Montréal, 18 janvier 2012 --- Kamal Maghri, un résident de Gatineau depuis 2010, a déposé une plainte de discrimination raciale contre la Ville de Gatineau pour avoir adopté et publié un document destiné aux immigrants concernant les valeurs que ces derniers doivent avoir afin de réussir leur intégration à la vie québécoise.

Monsieur Maghri, citoyen canadien et originaire du Maroc, a mandaté le CRARR pour déposer une plainte en son nom contre la Ville, dans laquelle il allègue être victime de discrimination fondée sur l'origine ethnique ou nationale et sur la race. Selon le CRARR et M. Maghri, le Code des valeurs, adopté et diffusé l'automne dernier par la Ville, constitue un « document comportant discrimination », d'après la Charte des droits et libertés de la personne du Québec car il cible les immigrants et assume que ces derniers ne possèdent pas de valeurs fondamentales.

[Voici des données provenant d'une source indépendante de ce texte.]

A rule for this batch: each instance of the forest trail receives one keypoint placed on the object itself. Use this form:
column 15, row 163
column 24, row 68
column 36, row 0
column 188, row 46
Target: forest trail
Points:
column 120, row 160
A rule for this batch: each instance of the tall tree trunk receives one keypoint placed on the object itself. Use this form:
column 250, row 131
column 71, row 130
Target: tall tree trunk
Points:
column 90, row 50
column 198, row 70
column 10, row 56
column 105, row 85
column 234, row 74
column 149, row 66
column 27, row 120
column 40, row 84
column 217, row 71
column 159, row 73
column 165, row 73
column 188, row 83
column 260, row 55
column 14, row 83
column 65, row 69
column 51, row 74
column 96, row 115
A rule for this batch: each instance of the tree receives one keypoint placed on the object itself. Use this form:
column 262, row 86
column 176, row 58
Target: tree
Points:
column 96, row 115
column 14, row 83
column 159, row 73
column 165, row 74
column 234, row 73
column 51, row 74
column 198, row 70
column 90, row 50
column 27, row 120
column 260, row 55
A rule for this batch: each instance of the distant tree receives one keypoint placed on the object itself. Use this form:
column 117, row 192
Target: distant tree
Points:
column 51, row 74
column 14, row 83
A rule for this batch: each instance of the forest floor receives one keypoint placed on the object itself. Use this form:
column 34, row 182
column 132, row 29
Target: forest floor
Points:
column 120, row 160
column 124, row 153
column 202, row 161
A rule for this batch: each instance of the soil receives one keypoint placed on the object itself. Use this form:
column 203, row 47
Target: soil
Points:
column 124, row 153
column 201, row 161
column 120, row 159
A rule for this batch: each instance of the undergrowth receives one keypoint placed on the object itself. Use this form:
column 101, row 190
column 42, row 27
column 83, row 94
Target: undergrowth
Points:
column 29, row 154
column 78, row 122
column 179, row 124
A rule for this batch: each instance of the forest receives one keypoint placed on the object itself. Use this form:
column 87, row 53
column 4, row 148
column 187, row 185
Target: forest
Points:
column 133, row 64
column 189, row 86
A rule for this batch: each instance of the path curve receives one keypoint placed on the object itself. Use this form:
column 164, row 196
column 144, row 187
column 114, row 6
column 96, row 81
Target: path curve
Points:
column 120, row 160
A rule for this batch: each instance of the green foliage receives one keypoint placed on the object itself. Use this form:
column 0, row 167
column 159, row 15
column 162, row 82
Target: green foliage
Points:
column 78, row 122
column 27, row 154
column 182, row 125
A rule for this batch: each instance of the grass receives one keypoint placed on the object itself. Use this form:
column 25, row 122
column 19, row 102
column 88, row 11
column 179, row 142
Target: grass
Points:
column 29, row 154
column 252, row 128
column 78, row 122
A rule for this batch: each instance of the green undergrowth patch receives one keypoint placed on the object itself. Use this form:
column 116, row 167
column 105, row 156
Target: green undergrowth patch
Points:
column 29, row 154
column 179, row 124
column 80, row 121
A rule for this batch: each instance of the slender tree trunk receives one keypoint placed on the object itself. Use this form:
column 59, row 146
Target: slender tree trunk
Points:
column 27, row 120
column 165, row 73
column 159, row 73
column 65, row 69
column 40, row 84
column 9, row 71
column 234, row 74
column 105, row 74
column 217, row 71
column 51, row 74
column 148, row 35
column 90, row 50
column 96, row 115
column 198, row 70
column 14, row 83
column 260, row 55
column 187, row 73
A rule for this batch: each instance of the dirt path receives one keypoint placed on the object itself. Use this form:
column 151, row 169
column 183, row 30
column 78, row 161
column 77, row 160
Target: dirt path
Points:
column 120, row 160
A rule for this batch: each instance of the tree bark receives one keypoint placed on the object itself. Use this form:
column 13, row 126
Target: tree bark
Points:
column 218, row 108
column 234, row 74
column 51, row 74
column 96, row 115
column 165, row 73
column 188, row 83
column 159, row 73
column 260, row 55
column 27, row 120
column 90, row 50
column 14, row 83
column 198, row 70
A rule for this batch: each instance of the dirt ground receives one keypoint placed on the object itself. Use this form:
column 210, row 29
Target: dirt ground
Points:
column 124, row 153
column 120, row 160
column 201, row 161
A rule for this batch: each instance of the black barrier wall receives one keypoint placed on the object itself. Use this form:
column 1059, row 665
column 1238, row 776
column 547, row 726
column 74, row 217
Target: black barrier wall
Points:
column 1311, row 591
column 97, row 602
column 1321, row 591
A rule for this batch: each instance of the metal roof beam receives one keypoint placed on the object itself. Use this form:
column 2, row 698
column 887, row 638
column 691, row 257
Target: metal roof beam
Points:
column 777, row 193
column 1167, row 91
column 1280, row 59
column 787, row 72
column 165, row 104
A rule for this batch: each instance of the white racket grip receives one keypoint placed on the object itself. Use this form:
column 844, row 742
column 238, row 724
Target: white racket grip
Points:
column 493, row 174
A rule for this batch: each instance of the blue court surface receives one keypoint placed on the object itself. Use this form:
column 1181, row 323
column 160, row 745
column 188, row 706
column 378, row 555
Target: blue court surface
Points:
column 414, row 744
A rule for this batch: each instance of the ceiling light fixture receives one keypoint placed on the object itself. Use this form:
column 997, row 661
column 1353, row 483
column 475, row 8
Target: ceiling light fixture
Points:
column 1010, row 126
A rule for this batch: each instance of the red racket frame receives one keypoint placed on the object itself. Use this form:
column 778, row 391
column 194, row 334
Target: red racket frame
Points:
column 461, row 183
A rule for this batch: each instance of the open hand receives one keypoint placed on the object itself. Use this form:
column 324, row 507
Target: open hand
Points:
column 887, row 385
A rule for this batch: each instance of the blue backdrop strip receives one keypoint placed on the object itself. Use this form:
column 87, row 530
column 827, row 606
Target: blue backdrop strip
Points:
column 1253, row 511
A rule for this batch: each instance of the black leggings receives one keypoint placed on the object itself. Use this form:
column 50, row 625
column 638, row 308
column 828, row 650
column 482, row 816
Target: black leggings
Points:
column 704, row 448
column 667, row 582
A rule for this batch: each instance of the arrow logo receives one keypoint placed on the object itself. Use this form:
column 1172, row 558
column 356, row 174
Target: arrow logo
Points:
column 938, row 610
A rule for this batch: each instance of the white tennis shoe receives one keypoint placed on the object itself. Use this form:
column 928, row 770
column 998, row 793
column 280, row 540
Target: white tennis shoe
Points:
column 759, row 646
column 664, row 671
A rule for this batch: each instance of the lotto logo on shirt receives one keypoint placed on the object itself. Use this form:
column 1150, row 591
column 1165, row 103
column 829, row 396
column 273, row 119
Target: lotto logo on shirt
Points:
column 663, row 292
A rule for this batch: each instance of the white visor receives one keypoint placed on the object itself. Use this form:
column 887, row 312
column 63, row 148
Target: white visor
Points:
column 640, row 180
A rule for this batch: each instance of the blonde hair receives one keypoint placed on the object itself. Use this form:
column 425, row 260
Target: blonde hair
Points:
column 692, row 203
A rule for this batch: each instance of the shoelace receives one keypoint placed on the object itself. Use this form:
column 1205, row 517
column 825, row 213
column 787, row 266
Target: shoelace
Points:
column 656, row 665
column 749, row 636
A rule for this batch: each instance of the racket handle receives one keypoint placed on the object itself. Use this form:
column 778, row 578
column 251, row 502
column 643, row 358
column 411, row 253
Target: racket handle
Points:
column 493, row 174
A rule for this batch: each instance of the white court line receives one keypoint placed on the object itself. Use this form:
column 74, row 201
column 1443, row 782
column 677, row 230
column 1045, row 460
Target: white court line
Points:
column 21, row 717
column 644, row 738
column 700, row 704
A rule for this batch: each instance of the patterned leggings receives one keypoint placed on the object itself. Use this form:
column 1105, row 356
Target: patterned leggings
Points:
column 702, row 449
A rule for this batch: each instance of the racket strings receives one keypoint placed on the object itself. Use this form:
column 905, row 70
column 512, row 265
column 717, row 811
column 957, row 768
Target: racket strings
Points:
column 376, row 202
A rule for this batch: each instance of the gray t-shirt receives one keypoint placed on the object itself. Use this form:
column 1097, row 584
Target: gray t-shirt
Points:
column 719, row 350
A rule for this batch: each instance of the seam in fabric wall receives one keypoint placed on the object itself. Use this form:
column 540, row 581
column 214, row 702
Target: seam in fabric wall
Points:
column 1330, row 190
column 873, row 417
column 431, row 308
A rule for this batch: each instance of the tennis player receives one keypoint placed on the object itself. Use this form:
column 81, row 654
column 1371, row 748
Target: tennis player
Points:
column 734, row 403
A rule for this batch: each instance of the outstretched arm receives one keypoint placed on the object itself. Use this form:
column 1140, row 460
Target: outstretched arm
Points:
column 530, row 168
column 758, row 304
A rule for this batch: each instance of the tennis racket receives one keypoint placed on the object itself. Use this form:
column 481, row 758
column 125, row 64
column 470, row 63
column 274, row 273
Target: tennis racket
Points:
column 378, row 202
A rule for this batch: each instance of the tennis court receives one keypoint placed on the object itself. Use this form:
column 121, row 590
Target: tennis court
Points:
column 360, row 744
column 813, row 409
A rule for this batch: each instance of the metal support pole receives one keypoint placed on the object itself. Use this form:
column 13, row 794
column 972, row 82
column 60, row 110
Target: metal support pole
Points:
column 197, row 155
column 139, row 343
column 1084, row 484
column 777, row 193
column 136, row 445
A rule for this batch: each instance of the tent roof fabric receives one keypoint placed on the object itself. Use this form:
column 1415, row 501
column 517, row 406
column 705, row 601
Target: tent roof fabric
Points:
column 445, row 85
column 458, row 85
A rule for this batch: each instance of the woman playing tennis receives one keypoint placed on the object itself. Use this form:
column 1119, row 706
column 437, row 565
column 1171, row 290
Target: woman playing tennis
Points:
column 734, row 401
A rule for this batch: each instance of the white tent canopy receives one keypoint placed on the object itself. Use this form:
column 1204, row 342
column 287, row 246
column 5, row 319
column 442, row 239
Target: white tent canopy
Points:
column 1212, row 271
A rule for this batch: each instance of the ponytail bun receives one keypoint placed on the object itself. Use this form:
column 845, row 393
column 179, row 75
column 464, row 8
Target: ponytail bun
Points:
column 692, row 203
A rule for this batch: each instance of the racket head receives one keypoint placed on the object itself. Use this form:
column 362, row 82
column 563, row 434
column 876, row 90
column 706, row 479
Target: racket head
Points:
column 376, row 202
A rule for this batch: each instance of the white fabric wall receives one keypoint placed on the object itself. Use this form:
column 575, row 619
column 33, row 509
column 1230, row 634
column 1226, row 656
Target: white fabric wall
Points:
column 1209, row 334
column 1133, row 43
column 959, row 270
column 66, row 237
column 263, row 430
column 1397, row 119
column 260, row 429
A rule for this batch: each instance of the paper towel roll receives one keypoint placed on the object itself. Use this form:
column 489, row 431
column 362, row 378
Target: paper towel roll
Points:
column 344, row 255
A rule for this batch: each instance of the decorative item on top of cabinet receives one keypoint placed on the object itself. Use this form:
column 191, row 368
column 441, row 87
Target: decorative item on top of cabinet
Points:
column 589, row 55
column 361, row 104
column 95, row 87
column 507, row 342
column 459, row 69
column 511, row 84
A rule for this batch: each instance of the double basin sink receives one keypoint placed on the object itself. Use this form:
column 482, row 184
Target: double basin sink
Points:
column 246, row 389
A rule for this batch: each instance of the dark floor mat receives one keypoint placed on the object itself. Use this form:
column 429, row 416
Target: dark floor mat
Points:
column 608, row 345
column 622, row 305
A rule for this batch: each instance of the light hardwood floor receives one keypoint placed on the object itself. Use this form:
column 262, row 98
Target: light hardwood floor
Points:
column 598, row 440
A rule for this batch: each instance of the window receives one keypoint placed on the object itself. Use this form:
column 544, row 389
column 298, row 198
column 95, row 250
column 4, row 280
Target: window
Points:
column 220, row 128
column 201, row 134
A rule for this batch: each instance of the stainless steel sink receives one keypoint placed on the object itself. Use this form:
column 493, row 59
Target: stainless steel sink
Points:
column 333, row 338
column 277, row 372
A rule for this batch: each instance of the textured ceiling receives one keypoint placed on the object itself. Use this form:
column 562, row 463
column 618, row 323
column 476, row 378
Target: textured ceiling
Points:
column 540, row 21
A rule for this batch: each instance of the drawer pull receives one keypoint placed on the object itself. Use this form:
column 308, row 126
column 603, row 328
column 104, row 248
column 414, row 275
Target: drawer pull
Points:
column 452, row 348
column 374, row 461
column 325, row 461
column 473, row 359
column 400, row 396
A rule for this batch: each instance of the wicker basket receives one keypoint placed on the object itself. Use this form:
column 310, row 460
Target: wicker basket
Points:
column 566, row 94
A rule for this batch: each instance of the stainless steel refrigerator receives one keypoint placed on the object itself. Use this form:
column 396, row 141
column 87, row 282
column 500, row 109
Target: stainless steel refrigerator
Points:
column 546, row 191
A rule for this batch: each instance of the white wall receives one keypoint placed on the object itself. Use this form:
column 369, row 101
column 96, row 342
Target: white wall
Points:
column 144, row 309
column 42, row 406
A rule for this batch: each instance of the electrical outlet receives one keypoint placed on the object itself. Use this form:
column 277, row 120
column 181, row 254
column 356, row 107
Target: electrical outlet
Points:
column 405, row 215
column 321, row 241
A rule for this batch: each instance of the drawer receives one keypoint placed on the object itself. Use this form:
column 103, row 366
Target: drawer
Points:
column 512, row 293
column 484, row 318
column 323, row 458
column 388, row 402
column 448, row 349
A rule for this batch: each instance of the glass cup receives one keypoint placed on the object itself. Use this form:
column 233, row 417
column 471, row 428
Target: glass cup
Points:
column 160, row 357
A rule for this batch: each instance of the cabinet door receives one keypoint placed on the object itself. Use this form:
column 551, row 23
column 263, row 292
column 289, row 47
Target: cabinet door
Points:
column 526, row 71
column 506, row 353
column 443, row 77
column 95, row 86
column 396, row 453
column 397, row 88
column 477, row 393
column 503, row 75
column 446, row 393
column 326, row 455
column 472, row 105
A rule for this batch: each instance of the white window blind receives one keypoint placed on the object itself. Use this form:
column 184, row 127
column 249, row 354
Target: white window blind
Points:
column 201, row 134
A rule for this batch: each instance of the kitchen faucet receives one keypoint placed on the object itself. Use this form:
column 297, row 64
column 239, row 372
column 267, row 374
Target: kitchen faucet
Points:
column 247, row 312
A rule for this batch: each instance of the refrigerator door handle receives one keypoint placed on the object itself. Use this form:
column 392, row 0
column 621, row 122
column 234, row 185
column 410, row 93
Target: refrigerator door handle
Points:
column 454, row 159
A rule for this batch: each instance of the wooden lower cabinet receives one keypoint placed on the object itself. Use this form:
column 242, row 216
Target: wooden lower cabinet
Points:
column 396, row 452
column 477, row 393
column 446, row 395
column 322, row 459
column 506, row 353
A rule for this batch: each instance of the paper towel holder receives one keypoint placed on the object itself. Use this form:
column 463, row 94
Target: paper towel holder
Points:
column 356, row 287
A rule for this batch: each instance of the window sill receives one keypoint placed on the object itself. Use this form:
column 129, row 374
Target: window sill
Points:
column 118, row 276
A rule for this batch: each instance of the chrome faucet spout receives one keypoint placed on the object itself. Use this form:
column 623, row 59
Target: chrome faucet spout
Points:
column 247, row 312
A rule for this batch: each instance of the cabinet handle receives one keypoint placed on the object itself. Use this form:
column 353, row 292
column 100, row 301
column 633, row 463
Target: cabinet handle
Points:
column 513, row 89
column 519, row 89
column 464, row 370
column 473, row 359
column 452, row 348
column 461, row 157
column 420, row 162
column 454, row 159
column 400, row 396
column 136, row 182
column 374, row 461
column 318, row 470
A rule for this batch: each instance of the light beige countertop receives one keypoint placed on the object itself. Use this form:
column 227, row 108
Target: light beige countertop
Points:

Selon la plainte, en stipulant que « ce document de référence a été réalisé dans le but de vous permettre de comprendre comment interagir dans la société à laquelle vous venez de vous joindre » et que « de là, l'importance de bien comprendre le système de valeurs dans lequel on va évoluer », la Ville de Gatineau :

  • commet par le biais de stéréotypage fondé sur l'origine nationale ou le statut de citoyenneté, une distinction artificielle entre citoyens natifs du pays et immigrants, en ce qui concerne la connaissance des règles fondamentales de savoir-être et de savoir-vivre telles la manière de traiter les femmes et les enfants; l'hygiène corporelle, la ponctualité, le respect de la propriété privée, et
  • véhicule des informations incorrectes et contraires aux valeurs et aux normes de la Charte canadienne des droits et libertés et à des réalités sociales, économiques et culturelles contemporaines. À titre d'exemples, le Code ne fait aucune référence aux présences historiques des anglophones et des peuples des Premières nations et aux valeurs d'égalité pour les personnes handicapées et LGBT.
  • « Ce document infantilise les immigrants et perpétue des stéréotypes très néfastes sur les immigrants en insinuant qu'ils sont ignorants et primitifs, et ceci contribue aux pratiques discriminatoires dans l'emploi et dans d'autres domaines contre ces personnes. Au fait, cela produit l'effet contraire dans leur intégration car cela les stigmatise et ça renforce les préjugés à leur endroit. C'est révoltant !», dit M. Maghri.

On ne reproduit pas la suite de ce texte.